Indeed.  Though I'm not very certain to change this one too, since I'm
not sure whether that pr_warn is really intended:

        if (cpumask_test_and_set_cpu(cpu, &backtrace_csd_busy)) {
                pr_warn("Unable to send backtrace IPI to CPU%u - perhaps it hung?\n",
                        cpu);
                continue;
        }

I mean, that should depend on if it can really hang somehow (or it's
the same issue as what we're trying to fix)...  If it won't hang, then
it should be safe I think, and this pr_warn could be helpless after all.

> 
> > > > *** arch/x86/kernel/cpuid.c:
> > > > cpuid_read[85]                 err = smp_call_function_single_async(cpu, &csd);
> > > > *** arch/x86/lib/msr-smp.c:
> > > > rdmsr_safe_on_cpu[182]         err = smp_call_function_single_async(cpu, &csd);
> > > 
> > > These two have csd on stack and wait with a completion. seems fine.
> > 
> > Yeh this is true, then I'm confused why they don't use the sync()
> > helpers..
> 
> I suspect to be nice for virt.

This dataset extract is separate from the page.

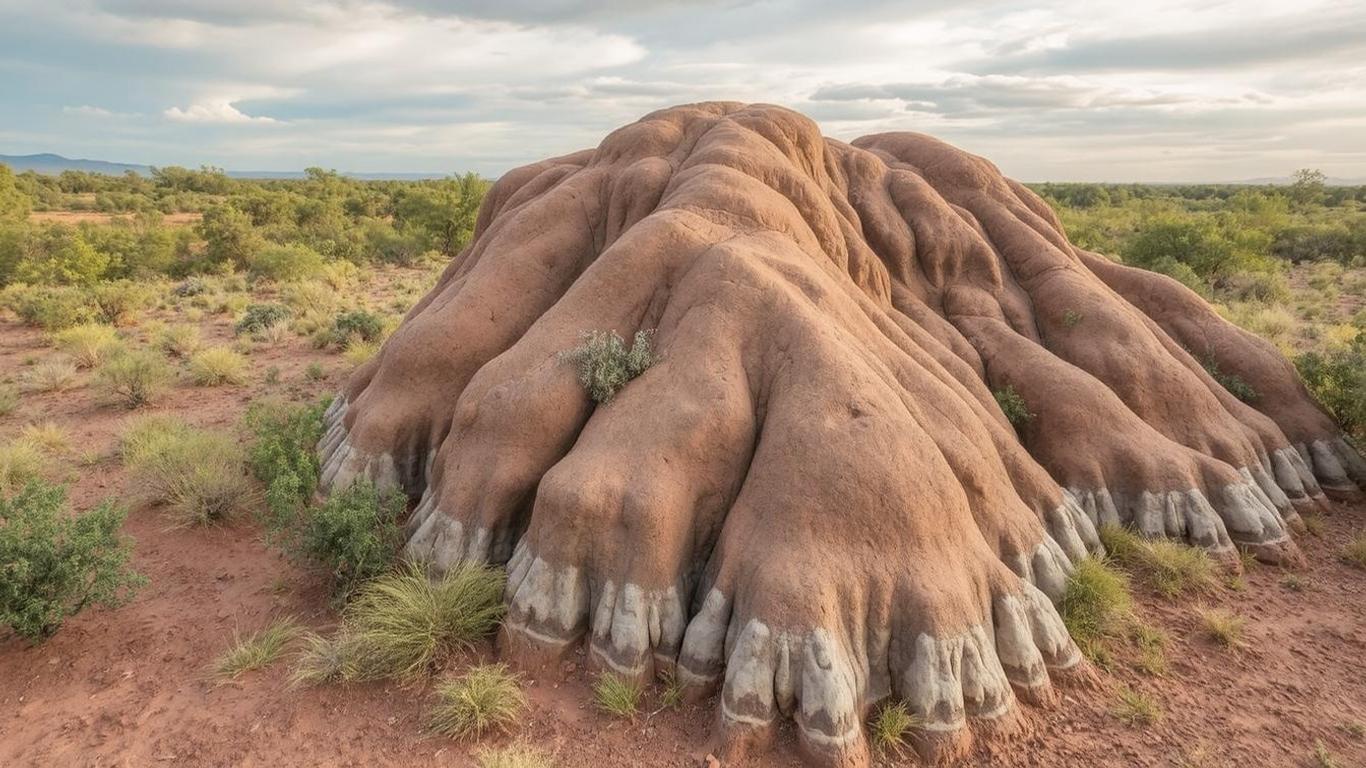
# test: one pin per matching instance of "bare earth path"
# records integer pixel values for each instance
(131, 686)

Both CPUID and MSR accesses can trap. but
> now I'm confused, because it is mostly WRMSR that traps.
> 
> Anyway, see the commit here: 07cde313b2d2 ("x86/msr: Allow rdmsr_safe_on_cpu() to schedule")

Yes that makes sense.  Thanks for the pointer.

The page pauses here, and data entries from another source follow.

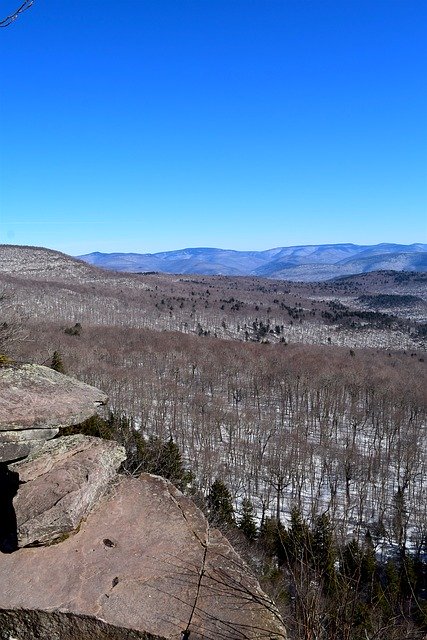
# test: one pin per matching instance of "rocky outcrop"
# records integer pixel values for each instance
(101, 555)
(143, 564)
(61, 484)
(35, 402)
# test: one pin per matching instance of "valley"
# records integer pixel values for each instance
(297, 396)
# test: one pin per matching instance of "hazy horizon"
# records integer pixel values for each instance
(247, 125)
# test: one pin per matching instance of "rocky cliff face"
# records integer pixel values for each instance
(117, 557)
(35, 402)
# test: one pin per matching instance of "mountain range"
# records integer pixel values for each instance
(298, 263)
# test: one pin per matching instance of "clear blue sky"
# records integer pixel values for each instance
(151, 125)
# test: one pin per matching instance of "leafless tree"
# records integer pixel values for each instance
(5, 22)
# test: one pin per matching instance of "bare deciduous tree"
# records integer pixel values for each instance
(5, 22)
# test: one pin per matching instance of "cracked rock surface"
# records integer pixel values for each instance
(61, 483)
(144, 564)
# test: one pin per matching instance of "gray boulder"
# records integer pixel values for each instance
(35, 402)
(143, 564)
(61, 483)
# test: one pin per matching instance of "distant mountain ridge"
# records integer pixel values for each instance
(304, 262)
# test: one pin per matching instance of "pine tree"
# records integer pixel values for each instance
(57, 364)
(247, 520)
(220, 505)
(324, 552)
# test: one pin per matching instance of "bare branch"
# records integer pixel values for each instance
(13, 16)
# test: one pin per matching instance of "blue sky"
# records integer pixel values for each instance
(152, 125)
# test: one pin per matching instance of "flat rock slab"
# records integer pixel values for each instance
(144, 562)
(61, 483)
(34, 397)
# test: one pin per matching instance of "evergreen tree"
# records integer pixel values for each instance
(324, 552)
(57, 364)
(220, 505)
(247, 519)
(271, 538)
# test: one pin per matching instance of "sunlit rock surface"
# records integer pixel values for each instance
(61, 483)
(35, 402)
(144, 564)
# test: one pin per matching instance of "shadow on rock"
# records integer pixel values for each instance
(9, 483)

However, then my next confusion is why they can't provide a common
solution to the smp code again... I feel like it could be even easier
(please see below).  I'm not very familiar with smp code yet, but if
it works it should benefit all callers imho.

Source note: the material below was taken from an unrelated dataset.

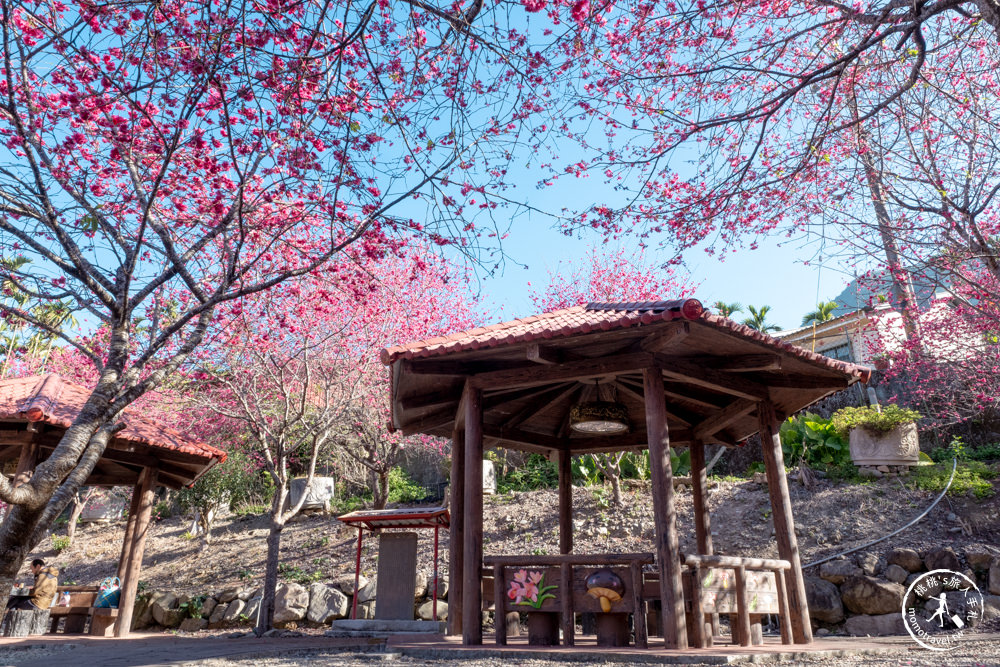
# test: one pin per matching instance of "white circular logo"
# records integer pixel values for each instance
(939, 606)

diff --git a/kernel/smp.c b/kernel/smp.c
index dd31e8228218..7a1b163d1e4b 100644
--- a/kernel/smp.c
+++ b/kernel/smp.c
@@ -307,11 +307,12 @@ int smp_call_function_single(int cpu, smp_call_func_t func, void *info,
 
        err = generic_exec_single(cpu, csd, func, info);
 
+       put_cpu();
+
+       /* If wait, csd is on stack so it's safe without get_cpu() */
        if (wait)
                csd_lock_wait(csd);
 
-       put_cpu();
-
        return err;
 }
 EXPORT_SYMBOL(smp_call_function_single);

Thanks,

-- 
Peter Xu